Then there’s the cruelty of deportations: Germany sent 81 Afghans back to Kabul on July 18, 2025, while Trump’s U.S. has scrapped temporary protections, gutted humanitarian visa programs, and banned Afghan travel altogether. These aren’t just policies—they’re death sentences for people fleeing Taliban persecution. When countries like Germany, Pakistan, and the U.S. deport Afghans to a warzone, how are they any less culpable than the Taliban?

  1. Silencing Dissent: The Death of Free Speech


The Taliban hasn’t just caged women—it’s strangled free expression. Media outlets face bans on showing human images or publishing anything deemed “un-Islamic,” a vague rule that’s a license for censorship. Journalists, fearing arrest, resort to self-censorship, while protests are crushed. The report makes it clear: without a free press, the Taliban’s crimes go undocumented, and the world stays blind. But where’s the outrage from nations that champion free speech? Are they too busy cozying up to the Taliban for trade deals or mineral rights to care?

  1. The World’s Failure: From Promises to Paralysis


HRW doesn’t mince words: the global community has utterly failed Afghanistan over the past four years. A coalition of Afghan and international rights groups in September 2024 demanded an independent mechanism to investigate Taliban crimes, but it’s still stuck in diplomatic limbo. The report urges the EU to push for this mechanism in the UN Human Rights Council’s September 2025 resolution. But let’s cut the nonsense—resolutions and meetings haven’t stopped a single lash or saved a single life. When the U.S. cuts aid, Germany deports refugees, and neighbors like Pakistan and Iran expel millions, these diplomatic charades feel like a cruel joke.

  1. A Shared Shame: Why We’re All to Blame


This report isn’t just about the Taliban’s crimes—it’s a damning mirror held up to the world’s complicity. The Taliban has built a prison state, chaining women, silencing journalists, and crushing hope. But they didn’t do it alone. The world’s silence, its slashed aid budgets, its deportations, and its political games have bolted the doors shut. As HRW researcher Fereshta Abbasi puts it, “The global consequences of the Taliban’s rule have become painfully clear.” Yet clarity means nothing without action. Why are we still watching this horror show unfold like it’s someone else’s problem?

What Needs to Happen

  • Relentless Legal Pressure: The ICC and global institutions must be backed with real sanctions and diplomatic muscle to hold Taliban leaders accountable, even if enforcement is tough.

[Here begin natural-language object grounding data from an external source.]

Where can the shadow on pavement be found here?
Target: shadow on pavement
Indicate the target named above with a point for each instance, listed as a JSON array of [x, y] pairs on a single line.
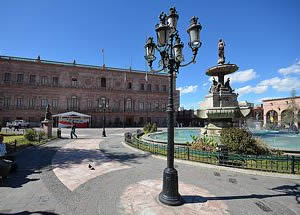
[[28, 213], [123, 157], [286, 190], [33, 161]]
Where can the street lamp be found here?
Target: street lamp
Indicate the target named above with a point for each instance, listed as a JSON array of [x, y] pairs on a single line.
[[170, 48], [103, 106]]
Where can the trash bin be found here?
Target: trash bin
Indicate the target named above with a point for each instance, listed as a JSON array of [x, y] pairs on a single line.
[[223, 154], [58, 133]]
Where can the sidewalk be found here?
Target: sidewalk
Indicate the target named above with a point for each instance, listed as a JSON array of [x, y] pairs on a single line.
[[56, 179]]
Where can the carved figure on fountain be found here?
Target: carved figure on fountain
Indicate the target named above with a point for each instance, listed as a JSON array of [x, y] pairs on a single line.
[[221, 46]]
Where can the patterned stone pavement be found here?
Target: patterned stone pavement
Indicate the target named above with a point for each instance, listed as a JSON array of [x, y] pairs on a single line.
[[55, 179], [141, 198], [84, 152]]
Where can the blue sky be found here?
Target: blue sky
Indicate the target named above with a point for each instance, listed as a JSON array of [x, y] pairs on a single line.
[[262, 37]]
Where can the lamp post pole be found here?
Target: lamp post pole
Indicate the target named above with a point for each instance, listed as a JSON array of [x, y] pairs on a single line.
[[103, 131], [171, 60], [103, 106]]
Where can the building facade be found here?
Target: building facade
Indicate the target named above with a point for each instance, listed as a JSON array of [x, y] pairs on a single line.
[[274, 110], [134, 98]]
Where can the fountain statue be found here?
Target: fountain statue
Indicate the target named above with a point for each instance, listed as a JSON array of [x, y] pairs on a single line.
[[220, 108]]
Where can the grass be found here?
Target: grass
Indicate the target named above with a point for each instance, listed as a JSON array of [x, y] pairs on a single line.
[[22, 142], [265, 163]]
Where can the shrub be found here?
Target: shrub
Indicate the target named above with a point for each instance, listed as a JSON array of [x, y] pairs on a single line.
[[30, 134], [150, 128], [241, 141], [204, 143]]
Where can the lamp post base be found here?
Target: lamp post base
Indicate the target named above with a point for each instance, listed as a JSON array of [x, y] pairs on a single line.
[[170, 195]]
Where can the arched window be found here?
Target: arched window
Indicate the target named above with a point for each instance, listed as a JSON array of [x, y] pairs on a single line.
[[129, 104], [129, 86], [74, 102], [103, 82]]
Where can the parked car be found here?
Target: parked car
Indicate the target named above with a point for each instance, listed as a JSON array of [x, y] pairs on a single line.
[[18, 124]]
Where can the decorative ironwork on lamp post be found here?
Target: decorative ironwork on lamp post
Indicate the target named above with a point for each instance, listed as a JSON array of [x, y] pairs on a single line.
[[170, 48], [103, 106]]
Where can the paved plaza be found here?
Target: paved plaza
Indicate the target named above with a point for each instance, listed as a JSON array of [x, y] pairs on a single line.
[[96, 175]]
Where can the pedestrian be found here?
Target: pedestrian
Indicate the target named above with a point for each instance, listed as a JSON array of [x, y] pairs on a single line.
[[6, 158], [73, 129]]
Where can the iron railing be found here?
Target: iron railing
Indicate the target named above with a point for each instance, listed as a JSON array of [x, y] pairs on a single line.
[[271, 163]]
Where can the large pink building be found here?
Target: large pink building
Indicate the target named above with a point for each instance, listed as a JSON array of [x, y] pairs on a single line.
[[274, 109], [28, 85]]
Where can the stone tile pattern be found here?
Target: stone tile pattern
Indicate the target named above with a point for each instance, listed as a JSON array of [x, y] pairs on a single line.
[[142, 198], [71, 163]]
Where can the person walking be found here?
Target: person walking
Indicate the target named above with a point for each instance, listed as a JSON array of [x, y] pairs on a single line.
[[8, 159], [73, 129]]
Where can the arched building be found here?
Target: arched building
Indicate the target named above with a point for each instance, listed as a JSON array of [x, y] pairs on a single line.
[[134, 98], [275, 109]]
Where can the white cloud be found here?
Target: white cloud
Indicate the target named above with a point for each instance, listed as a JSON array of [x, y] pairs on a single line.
[[242, 76], [188, 89], [266, 98], [294, 68], [279, 84]]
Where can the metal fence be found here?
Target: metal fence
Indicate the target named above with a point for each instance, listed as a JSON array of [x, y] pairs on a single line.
[[271, 163]]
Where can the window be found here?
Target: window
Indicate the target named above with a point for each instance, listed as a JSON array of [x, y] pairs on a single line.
[[74, 82], [55, 81], [141, 106], [156, 106], [142, 87], [74, 102], [31, 103], [129, 86], [164, 88], [103, 82], [156, 87], [32, 79], [90, 104], [20, 78], [54, 103], [44, 103], [128, 104], [7, 102], [44, 80], [19, 102], [7, 77], [149, 106]]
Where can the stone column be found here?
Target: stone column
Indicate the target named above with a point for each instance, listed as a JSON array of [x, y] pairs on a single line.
[[279, 119], [47, 125], [265, 120]]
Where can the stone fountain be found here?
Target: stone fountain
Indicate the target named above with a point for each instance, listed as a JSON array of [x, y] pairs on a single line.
[[220, 108]]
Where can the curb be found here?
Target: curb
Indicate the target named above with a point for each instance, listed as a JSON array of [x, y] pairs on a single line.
[[221, 168]]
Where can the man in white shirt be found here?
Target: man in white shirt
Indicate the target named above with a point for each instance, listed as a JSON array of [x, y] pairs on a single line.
[[4, 157], [2, 147]]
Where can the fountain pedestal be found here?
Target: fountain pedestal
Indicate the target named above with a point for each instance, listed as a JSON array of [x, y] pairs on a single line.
[[220, 108]]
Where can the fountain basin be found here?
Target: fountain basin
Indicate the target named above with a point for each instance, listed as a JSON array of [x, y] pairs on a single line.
[[275, 139]]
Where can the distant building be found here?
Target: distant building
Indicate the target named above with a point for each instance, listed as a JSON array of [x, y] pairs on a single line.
[[274, 109], [188, 118], [28, 85]]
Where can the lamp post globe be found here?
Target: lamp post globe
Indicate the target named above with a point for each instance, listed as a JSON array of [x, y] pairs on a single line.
[[170, 48]]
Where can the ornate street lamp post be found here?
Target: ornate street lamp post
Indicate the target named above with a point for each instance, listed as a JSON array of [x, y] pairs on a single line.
[[103, 107], [170, 48]]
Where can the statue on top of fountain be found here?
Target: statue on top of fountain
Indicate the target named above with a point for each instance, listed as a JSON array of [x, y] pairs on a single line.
[[218, 86], [221, 46]]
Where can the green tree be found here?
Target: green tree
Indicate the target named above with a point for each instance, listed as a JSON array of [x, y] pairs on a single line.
[[291, 114]]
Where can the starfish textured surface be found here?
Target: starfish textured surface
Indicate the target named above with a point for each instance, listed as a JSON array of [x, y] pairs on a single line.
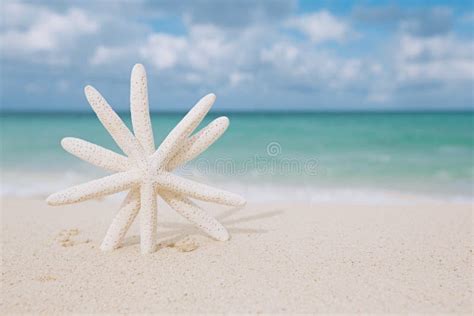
[[146, 172]]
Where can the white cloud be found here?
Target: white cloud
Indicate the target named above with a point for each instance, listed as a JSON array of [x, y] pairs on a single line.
[[443, 58], [30, 29], [320, 26], [163, 50]]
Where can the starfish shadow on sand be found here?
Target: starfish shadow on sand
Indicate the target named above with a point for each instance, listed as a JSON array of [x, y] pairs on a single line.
[[180, 231]]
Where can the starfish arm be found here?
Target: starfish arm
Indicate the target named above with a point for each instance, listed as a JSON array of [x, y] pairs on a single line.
[[96, 188], [122, 221], [147, 218], [196, 215], [199, 142], [94, 154], [185, 127], [140, 110], [197, 190], [112, 123]]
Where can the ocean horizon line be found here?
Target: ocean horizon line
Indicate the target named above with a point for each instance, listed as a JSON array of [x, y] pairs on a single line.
[[252, 112]]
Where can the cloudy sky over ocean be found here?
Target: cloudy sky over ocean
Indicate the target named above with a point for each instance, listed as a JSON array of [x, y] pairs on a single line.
[[255, 55]]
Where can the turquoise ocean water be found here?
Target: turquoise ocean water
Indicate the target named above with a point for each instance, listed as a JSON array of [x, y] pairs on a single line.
[[270, 156]]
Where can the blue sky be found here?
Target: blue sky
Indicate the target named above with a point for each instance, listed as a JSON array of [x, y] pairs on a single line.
[[255, 55]]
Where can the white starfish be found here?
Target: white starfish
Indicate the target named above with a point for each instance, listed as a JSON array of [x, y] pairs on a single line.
[[146, 172]]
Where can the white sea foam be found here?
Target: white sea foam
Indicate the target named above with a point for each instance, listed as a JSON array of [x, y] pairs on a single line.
[[43, 184]]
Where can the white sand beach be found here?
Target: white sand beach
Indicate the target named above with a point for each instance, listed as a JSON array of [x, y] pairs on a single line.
[[413, 256]]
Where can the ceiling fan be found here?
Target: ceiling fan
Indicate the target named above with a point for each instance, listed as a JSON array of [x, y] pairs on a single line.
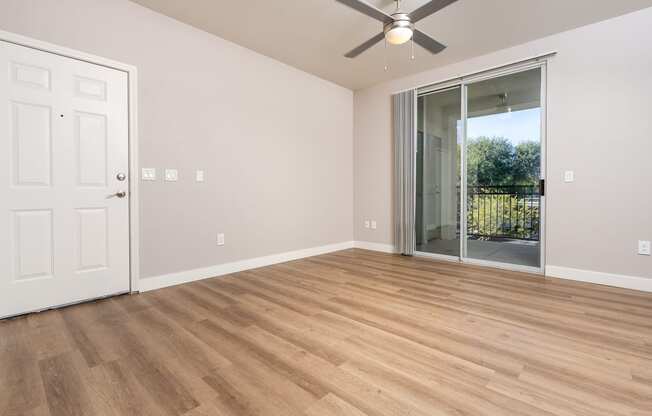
[[398, 27]]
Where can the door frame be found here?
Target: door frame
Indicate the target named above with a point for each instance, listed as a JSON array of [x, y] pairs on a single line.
[[132, 103], [463, 82]]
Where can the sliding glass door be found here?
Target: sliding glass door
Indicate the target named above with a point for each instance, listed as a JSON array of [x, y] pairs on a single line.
[[479, 170], [438, 173]]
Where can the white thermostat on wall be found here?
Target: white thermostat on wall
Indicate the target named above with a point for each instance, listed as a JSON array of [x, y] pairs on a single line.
[[148, 174], [171, 175]]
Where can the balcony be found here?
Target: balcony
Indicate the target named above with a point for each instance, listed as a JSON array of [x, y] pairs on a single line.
[[503, 224]]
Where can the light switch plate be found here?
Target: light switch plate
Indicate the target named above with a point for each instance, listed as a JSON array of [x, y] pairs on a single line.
[[148, 174], [171, 175]]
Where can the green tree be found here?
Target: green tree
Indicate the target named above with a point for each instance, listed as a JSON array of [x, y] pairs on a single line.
[[527, 163], [496, 161], [490, 161]]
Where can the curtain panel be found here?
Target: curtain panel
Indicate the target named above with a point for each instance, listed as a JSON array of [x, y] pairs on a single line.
[[404, 109]]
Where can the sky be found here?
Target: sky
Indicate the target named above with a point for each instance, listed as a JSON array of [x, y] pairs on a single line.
[[517, 126]]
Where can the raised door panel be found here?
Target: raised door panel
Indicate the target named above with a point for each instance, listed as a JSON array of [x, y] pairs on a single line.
[[33, 244], [32, 143], [91, 143], [92, 239]]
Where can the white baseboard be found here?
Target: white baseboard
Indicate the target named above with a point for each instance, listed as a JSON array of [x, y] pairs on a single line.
[[177, 278], [609, 279], [384, 248]]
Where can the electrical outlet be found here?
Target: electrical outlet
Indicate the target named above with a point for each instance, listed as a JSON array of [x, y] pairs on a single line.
[[148, 174], [171, 175]]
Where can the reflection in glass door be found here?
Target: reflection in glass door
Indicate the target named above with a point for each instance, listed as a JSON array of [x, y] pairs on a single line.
[[503, 169], [438, 168]]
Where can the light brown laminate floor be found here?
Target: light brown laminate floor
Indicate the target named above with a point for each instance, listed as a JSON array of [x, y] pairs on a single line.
[[349, 333]]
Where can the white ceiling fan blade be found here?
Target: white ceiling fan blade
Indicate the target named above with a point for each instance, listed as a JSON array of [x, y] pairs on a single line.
[[429, 8], [368, 9], [368, 44]]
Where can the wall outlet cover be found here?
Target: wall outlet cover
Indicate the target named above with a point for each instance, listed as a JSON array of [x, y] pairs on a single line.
[[148, 174], [171, 175]]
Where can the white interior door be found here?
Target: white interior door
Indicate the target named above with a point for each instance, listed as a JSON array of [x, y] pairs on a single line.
[[63, 147]]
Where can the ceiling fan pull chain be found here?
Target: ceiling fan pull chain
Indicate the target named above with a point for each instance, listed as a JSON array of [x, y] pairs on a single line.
[[385, 56], [412, 47]]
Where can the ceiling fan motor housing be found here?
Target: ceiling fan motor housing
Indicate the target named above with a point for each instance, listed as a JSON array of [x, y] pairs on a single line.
[[401, 20]]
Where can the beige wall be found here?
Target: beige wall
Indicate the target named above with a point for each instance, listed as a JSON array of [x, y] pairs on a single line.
[[599, 125], [275, 143]]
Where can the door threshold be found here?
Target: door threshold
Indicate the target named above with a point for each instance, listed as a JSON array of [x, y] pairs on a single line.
[[65, 305], [483, 263]]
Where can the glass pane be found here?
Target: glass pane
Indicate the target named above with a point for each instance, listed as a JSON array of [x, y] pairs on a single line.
[[438, 173], [503, 153]]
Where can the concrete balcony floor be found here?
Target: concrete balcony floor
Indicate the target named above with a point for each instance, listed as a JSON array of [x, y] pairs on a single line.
[[519, 252]]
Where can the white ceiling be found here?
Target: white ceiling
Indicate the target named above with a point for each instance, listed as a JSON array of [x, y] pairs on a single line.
[[313, 35]]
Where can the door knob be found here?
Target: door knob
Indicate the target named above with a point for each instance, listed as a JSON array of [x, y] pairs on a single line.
[[120, 194]]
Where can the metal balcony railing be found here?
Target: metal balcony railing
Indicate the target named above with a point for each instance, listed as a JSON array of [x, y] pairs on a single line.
[[503, 212]]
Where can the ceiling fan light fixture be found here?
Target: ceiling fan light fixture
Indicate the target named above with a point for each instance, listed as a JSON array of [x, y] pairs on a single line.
[[399, 35], [400, 30]]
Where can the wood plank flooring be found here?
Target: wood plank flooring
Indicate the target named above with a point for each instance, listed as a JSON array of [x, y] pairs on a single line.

  • Revive Humanitarian Aid: Wealthy nations, especially the U.S., need to restore funding and create safe channels to deliver food and healthcare, prioritizing women and children.

  • Stop Deportations: No country should send Afghans back to a death trap. Humanitarian visa programs must be expanded, not gutted.

  • Amplify Voices: Support independent Afghan media and activists to expose Taliban crimes and keep the world’s eyes on Afghanistan.


Final Word:

The HRW report is a scream into the void—a desperate plea for a world that’s turned its back on Afghanistan. The Taliban has chained women, silenced dissent, and plunged the country into despair. But the world, with its apathy, its cut aid, and its deportations, has tightened those chains. Afghanistan isn’t just a tragedy—it’s a stain on our collective conscience. If we don’t act now, we’re not just failing Afghans; we’re failing humanity itself. The question is: will we keep writing reports, or will we finally do something?